As the crazy old year of 2009 was going away I was feeling extremely exhausted.
When I look back it is not surprising I was feeling so tired. There were too many changes (and too much driving) in my life last year.
Last year stared with a totally new thing (like an old dog learning a new trick) - selling art on the streets. Only outside vendors would know how strenuous selling merchandise outdoors can be. And that was when the recession hit us real hard.
I started out at local farmers' markets to practice, then shifted to the actual art events. I burned out after three consecutive weeks of three art fairs.
Then I moved from Miami to Northern California which was very, very stressful. I had accumulated 'stuff' over the years, and I went into a shock to see how much stuff that I never used or needed, I accumulated. In the end I was crying out of the stress of dealing with so much stuff I didn't know what to do with.
I managed to leave Miami and come to the Bay Area. It's not that I don't like it here, but it has everything to do with settling in a new and strange place.
The Bay Area is sort of like a hundred clans stuck together with invisible borders. One need go only a few mile (or sometimes only a few blocks) in any direction, and the people, culture, attitude and even climate (and even gas prices) are totally different.
That was too much for me to digest. If that was micro-culture, there is micro-climate as well. In summer it would be hot and cold and hot and cold and hot. Climate changes by the minute and by the spot. It can be chilly in the shade yet when I step out of the shade, it could be sweaty hot. I was supposed to wear thin layers of clothing and carry a jacket with me to adjust to sudden warmness or coldness by putting on or taking a jacket off constantly but of course I didn't have the skill nor habit to do so when I first arrived. So I was always in a wrong outfit. When I lived in Miami I never wore socks and I was there almost a decade. So I had to get used to the existence of socks in the laundry.
In the summer I did the Seattle exhibition. Going to Seattle may seem to be a distance shorter than the length of a cigarette on the map, but it is very far, far away if you load the van with artworks and drive alone. I did that twice, for the opening reception and then the closing reception. I think the show was a great success, but it was a heavy load.
People in Seattle not only loved but also bought my work.
At around that time I got on the TV for the first time. I can best describe it as "sleep talking" because I was so nervous that I didn't know what I was saying during the taping. I don't feel that I was even awake during the show.
I now work in the amazing studio space in West Oakland. It's so big that I don't feel like calling it a "space." We shall call it a "field" instead.
In October I entered a financial pit and had to find a job. Considering how difficult the job market seemed to be in this recession, I was ready to apply for at least 100 jobs. I made a list of jobs to apply for and started applying, but after applying at only the first job opening , I was hired right there and then . So that was the end of my job hunting story which could be the most boring job hunting story in human history. How many people in this country apply for one job and get the job? That's a 100 percent success rate. As I read and hear about many people applying for numerous jobs over a long period of time and still have no work, I am happy I have work. And it's in Palo Alto!
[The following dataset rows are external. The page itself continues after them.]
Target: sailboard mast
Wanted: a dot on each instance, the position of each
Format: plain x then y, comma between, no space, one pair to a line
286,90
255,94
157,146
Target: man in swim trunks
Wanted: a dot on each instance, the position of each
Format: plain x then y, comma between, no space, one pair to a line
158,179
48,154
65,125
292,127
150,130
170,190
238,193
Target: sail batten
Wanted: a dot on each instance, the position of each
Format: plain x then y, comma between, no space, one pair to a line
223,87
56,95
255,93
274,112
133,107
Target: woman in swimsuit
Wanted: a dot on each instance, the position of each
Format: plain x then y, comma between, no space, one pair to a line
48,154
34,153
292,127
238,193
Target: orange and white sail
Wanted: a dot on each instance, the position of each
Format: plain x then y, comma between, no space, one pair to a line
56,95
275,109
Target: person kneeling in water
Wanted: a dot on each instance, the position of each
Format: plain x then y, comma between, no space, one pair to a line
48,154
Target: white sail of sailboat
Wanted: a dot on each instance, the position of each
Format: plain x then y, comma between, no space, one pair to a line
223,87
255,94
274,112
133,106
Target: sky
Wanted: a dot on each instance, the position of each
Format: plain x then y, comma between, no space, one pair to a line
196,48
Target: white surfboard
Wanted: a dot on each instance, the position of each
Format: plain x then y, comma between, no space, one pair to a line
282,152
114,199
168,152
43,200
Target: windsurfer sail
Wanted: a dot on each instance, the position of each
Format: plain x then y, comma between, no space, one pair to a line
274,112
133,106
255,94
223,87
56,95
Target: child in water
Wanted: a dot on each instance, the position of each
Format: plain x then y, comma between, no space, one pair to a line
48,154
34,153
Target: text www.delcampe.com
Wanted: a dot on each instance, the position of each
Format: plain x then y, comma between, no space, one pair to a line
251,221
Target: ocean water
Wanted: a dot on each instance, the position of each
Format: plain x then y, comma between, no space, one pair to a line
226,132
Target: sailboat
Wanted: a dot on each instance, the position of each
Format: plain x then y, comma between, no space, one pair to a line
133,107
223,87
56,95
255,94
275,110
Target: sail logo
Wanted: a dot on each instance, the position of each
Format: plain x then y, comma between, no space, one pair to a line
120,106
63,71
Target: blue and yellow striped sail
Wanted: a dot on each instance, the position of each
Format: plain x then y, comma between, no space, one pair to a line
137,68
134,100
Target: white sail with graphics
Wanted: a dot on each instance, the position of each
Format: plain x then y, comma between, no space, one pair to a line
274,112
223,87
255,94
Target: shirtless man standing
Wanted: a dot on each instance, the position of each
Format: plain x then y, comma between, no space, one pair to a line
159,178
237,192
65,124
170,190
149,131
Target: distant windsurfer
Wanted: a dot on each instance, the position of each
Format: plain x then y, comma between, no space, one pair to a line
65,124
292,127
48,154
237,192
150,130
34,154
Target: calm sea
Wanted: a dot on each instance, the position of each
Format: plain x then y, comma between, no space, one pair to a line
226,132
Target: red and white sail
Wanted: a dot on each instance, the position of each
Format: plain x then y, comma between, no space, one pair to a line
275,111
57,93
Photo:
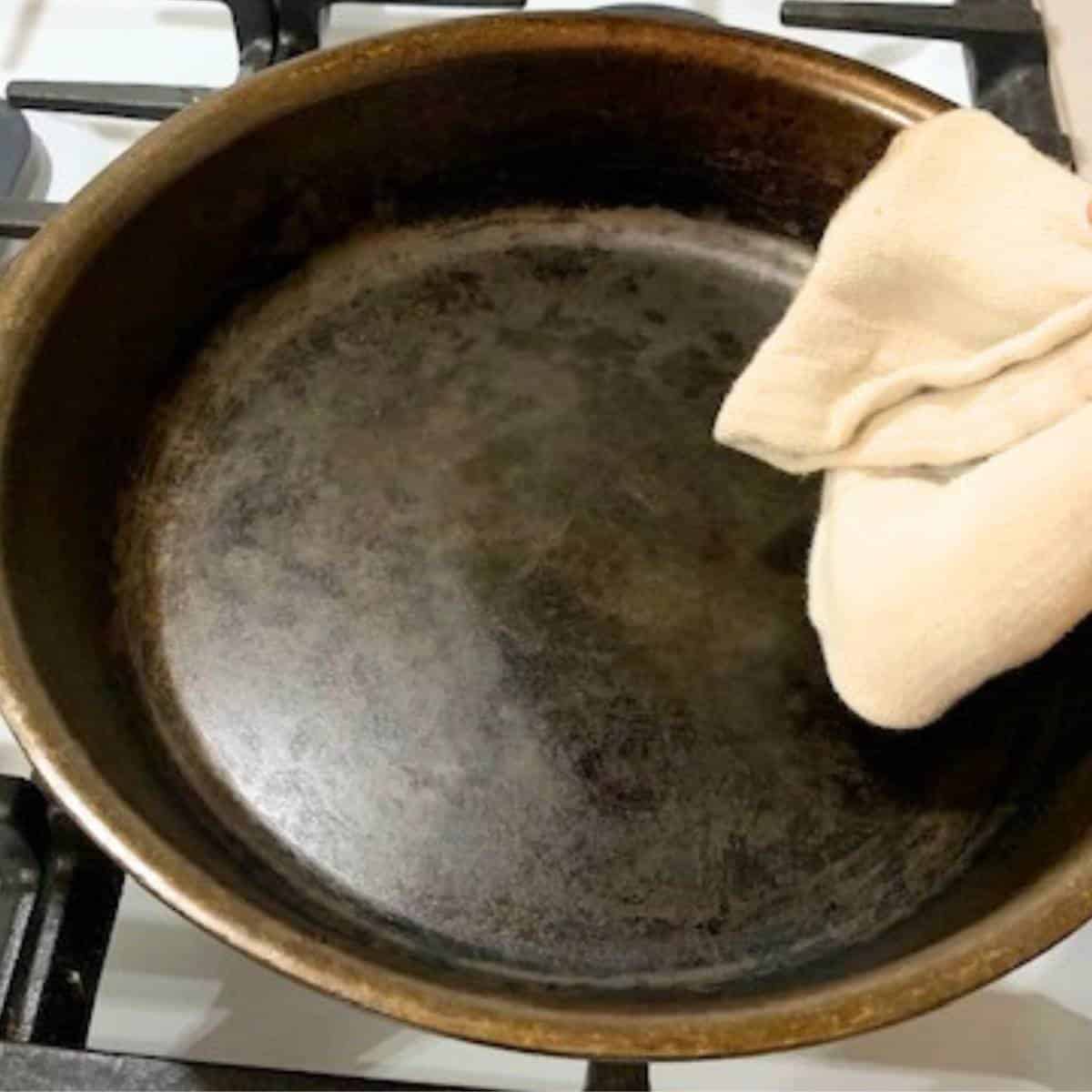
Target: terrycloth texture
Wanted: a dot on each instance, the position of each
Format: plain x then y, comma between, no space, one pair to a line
938,323
937,363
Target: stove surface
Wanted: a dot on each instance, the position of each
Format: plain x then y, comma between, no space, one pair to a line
169,989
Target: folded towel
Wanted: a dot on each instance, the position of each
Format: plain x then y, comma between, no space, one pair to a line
938,364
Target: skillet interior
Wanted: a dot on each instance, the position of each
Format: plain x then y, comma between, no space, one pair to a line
539,707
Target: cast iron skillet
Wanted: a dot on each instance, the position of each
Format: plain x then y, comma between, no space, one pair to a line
372,590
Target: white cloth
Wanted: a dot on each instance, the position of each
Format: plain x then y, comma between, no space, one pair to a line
938,364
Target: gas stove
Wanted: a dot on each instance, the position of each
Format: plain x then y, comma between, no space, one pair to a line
86,77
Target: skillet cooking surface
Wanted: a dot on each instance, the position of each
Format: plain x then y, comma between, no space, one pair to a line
448,609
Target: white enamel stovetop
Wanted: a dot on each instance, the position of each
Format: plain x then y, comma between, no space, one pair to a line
170,989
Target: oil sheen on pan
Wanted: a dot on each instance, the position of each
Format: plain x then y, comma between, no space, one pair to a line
449,612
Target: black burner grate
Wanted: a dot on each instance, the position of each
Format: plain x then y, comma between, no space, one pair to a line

One of the brilliant things about Palo Alto is its innovative parking regulations in downtown. This downtown parking system differs from any other city I have been to. Basically , as long as I comprehend the rules and follow them, I can park my car free of charge in the middle of downtown thanks to this system. All public parking is FREE after 5 pm so that all the restaurant goers can take all the time they need to eat, chat, and stroll. I think being able to park downtown with relative ease helps the downtown businesses a great deal. A bad parking system discourages patrons to visit ; killing businesses.
I found a job in Palo Alto because I wanted to be there often. I like Palo Alto. Palo Alto is made contemporary and classy. Of course it may have a lot to do with Palo Alto's financial wellbeing, as one of the "Silicon Valley" cities, but I think it also relates to the type of people who live or work there.
The cheesy country-girl type of deco is almost non-existent, which is why I enjoy being there. And most importantly, that's the type of place I want to target to sell my art.